GAAP is supposed to make the financial statements of all companies as transparent and comparable as possible. This is a worthwhile goal, but nothing in this life is free. Accounting rules, like baseball rules, are inherently arbitrary. Changing them changes how businesses operate, but there is a key difference between games and real life. After a certain amount of time or number of innings, games end. A new rule can be implemented when no games are being played, allowing everyone to start with the same clean slate. But business never stops. All changes to GAAP or similar rules are implemented while business is in progress. Businesses have no alternative but to adjust their decisions and strategies according to these new rules. There is not a clean slate. The result is that businesses, like games, start to become the rules. To ask if this is “good” or “bad” may be a virtually meaningless question. But it does make business seem a lot more like a game.

Can Environmental Justice Create Eco-Injustice?

Tuesday, August 4th, 2009

Joel Freeling, ShoreBank's Manager of Triple Bottom Line Innovations Like the differing reactions to the recent arrest of Henry Louis Gates, environmental justice has always presented a challenge for the environmental community because of its potential to divide activists along racial lines. Thus, it was with some trepidation that I accepted an invitation to speak at a recent event on the topic.

The discussion, sponsored by the Justice in Journalism program in affiliation with the prestigious Annenberg School at USC, brings journalists who are undertaking in-depth explorations of race and poverty at a local level together from all over the country.

The focus of my session was the future directions of environmental justice. The discussion centered on what could be a fundamental shift in eco-justice. In the past, eco-justice largely examined the adverse environmental consequences to the poor and to minorities caused by economic patterns and activities. A paradigmatic example is the respiratory problems and elevated cancer rates experienced in minority communities that live adjacent to large industrial plants or transportation hubs.

Environmetanl Justice is In Our HandsGoing forward, I believe environmental justice will center on the adverse economic consequences that environmental policies create for the poor and for minorities.
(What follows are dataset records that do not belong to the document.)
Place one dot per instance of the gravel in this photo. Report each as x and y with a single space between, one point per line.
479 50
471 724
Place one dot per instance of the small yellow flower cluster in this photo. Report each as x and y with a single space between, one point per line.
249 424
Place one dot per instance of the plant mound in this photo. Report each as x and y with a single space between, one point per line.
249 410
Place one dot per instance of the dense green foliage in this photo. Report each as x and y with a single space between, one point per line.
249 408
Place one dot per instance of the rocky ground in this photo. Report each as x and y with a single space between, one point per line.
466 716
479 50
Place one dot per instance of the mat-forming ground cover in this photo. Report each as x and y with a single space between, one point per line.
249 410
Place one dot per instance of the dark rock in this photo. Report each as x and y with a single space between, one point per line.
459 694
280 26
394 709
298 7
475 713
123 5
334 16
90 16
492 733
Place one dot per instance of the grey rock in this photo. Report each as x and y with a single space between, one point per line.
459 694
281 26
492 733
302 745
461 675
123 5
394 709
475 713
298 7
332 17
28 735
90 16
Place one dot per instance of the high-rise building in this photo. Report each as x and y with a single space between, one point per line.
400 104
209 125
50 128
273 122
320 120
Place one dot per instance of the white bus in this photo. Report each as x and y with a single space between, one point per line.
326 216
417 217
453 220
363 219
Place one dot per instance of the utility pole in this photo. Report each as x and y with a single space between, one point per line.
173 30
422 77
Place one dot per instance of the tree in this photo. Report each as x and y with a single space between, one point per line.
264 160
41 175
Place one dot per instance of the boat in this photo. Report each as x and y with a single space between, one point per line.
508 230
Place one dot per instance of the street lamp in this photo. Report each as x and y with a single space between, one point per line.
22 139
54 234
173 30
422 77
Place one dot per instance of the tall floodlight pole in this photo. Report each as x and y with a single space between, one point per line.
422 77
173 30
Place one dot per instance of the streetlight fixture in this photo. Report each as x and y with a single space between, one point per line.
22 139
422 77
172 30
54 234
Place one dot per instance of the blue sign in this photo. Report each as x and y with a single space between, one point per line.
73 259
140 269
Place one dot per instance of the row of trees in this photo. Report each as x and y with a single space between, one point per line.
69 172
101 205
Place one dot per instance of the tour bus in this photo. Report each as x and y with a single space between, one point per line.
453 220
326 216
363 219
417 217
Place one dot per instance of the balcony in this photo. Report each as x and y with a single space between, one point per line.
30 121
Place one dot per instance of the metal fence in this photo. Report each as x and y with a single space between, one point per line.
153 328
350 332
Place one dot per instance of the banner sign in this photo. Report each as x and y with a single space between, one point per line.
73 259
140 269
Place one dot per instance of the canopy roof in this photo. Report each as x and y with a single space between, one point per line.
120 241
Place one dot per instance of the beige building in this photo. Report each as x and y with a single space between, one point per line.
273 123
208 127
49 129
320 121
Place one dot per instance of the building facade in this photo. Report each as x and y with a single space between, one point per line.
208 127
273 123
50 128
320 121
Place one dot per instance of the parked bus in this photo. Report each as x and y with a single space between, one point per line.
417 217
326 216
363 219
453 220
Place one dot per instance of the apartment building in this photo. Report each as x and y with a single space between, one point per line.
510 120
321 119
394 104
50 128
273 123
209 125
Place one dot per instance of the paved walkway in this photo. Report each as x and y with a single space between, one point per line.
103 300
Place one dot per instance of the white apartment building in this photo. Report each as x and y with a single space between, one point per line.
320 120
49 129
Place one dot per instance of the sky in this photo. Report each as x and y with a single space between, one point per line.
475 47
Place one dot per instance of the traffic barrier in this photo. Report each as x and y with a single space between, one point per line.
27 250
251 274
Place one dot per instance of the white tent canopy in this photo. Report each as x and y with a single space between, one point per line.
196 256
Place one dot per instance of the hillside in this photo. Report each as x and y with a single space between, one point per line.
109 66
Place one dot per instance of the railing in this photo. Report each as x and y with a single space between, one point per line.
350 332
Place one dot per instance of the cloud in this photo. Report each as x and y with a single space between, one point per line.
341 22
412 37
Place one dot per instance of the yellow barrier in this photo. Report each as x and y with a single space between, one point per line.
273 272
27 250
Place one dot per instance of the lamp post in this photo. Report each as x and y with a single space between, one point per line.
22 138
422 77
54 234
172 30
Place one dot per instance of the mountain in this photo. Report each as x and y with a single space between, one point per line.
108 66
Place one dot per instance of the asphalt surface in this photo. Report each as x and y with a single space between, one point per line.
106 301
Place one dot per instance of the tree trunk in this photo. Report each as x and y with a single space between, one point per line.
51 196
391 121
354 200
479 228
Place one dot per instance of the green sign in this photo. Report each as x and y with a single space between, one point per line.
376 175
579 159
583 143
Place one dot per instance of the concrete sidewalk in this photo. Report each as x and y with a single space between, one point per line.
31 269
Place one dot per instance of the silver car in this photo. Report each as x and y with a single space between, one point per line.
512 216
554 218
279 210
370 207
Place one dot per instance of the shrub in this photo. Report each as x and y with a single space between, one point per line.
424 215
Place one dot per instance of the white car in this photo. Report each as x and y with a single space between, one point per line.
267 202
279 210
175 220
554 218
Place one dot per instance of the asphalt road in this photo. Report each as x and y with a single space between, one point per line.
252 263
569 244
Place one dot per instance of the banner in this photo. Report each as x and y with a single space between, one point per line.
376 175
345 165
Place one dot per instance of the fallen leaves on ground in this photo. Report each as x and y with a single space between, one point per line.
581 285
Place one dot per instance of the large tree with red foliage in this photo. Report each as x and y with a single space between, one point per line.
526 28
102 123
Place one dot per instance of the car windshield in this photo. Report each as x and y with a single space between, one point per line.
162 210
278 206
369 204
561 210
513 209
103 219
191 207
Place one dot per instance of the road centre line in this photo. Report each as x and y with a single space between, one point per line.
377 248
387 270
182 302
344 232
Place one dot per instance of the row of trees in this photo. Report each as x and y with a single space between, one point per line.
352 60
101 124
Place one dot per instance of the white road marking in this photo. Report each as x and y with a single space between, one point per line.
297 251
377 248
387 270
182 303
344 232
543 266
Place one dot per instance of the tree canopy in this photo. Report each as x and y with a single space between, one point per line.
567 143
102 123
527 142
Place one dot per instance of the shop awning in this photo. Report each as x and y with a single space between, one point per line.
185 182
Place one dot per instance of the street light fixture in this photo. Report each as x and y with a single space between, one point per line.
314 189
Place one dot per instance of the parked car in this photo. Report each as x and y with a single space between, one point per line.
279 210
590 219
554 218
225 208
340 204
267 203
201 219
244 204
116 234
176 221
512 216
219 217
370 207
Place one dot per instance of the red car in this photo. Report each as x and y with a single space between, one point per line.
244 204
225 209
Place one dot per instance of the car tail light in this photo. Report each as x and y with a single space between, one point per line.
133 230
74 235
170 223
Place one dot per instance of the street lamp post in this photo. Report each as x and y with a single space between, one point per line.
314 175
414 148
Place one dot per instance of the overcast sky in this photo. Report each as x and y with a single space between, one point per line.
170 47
While these policies are undoubtedly necessary for a number of reasons, including confronting global climate change and limiting respiratory ailments, many of these policies are likely to hit poor communities hard economically.

Indeed, one of the journalists at the event described just such an instance. In this case, he was researching the implications that the new environmental rules instituted by the Long Beach ports, which ban entry to older trucks, had on Latino truckers. For these independent and, sometimes cash-strapped, truckers, the rules present a significant economic challenge–either spend the capital required to upgrade to newer trucks or lose business at the port. The financial burden these rules pose on Latino truckers’ livelihood is another “toll” on an already vulnerable segment of the population.

I believe changes in environmental regulations should be arrived at without any additional expense and hardship to underserved communities. By staying focused on the triple bottom line, organizations, agencies and individuals can work together to ensure that sustainability and economic development are integrated and create benefits for all. It may take more than a “beer summit” to close the potential divide, but engaging in dialogue is an important first-step towards ensuring long-term environmental and economic justice.